Update: this is no longer an issue with current versions of matplotlib (2.2.2)/pandas(0.23.1), and likely many that have been released since roughly December 2017, when this was fixed.
Update 2: As of pandas 0.24 or higher the recommended way to register the converters is
from pandas.plotting import register_matplotlib_converters
register_matplotlib_converters()
or if pandas is already imported as pd,
pd.plotting.register_matplotlib_converters()
After opening an issue on pandas github, I learned that this was indeed a known issue between pandas and matplotlib regarding auto-registration of unit converter. In fact it was listed on what's new page which I had failed to see before, along with the proper way to register the converters:
from pandas.tseries import converter
converter.register()
This is also done the first time a member plot method is called on a Series or DataFrame which explains what I observed above.
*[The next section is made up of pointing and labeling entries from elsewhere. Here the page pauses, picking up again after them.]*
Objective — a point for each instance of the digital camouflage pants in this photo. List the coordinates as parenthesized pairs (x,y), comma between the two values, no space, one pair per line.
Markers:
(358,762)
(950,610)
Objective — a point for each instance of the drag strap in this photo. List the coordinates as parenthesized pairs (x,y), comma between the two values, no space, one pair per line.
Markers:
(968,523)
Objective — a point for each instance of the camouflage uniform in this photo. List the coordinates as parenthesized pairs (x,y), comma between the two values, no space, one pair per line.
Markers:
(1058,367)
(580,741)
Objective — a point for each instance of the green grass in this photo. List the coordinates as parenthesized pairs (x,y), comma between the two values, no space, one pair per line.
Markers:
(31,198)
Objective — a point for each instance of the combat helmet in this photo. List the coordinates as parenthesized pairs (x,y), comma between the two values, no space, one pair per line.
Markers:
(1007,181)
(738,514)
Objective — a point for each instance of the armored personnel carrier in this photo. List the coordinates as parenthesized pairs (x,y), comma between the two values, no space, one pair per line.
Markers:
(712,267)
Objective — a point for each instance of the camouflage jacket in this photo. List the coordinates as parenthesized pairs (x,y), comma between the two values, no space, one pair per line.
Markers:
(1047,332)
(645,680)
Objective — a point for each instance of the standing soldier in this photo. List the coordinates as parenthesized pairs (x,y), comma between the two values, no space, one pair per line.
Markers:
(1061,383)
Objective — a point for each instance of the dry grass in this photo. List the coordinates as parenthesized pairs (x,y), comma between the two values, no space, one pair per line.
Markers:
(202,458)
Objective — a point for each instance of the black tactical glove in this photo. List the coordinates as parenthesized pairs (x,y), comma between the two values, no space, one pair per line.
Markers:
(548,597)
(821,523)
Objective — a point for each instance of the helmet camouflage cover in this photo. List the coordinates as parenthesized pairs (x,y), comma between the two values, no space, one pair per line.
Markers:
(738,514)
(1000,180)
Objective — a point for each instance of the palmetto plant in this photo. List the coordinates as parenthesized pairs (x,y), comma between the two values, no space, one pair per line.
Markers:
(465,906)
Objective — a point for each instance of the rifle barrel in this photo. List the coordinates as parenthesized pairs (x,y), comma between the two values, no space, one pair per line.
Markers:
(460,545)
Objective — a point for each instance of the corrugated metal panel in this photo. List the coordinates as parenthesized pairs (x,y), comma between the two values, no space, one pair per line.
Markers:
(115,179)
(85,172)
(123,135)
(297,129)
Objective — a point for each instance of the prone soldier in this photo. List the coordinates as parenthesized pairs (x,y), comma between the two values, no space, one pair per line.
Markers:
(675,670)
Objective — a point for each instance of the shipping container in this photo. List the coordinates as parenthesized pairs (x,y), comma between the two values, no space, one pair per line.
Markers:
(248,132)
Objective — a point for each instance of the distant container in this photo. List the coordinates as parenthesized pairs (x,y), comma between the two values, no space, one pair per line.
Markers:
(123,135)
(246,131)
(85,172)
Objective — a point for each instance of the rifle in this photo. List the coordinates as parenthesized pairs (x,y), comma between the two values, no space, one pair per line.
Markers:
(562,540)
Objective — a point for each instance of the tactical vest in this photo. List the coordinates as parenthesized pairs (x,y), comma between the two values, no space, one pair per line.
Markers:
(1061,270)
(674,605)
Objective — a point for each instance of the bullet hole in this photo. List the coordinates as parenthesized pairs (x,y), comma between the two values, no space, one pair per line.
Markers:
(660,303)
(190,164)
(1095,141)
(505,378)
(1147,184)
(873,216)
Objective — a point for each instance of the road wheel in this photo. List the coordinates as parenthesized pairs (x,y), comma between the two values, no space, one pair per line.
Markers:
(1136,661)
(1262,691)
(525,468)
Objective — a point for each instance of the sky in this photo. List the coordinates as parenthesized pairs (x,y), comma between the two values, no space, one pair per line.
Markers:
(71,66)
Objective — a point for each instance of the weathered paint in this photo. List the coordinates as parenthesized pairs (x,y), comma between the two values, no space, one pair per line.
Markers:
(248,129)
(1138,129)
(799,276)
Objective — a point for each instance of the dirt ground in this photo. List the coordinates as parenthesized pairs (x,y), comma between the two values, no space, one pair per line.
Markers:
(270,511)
It appears to have been done with the intention that matplotlib is supposed to implement some basic support for pandas datetime, but indeed a deprecation warning of some sort could be useful for such a break. However until matplotlib actually implements such support (or some sort of lazy registration mechanism), practically I'm always putting those two lines at the pandas import. So I'm not sure why pandas would want to disable the automatic registration on import before things are ready on the matplotlib side.
It looks this issue has been fixed in the future version of matplotlib.
Try to run "pip install --upgrade matplotlib".
I met the same issue "AttributeError: 'numpy.datetime64' object has no attribute 'toordinal'". It was fixed when upgrade the package matplotlib.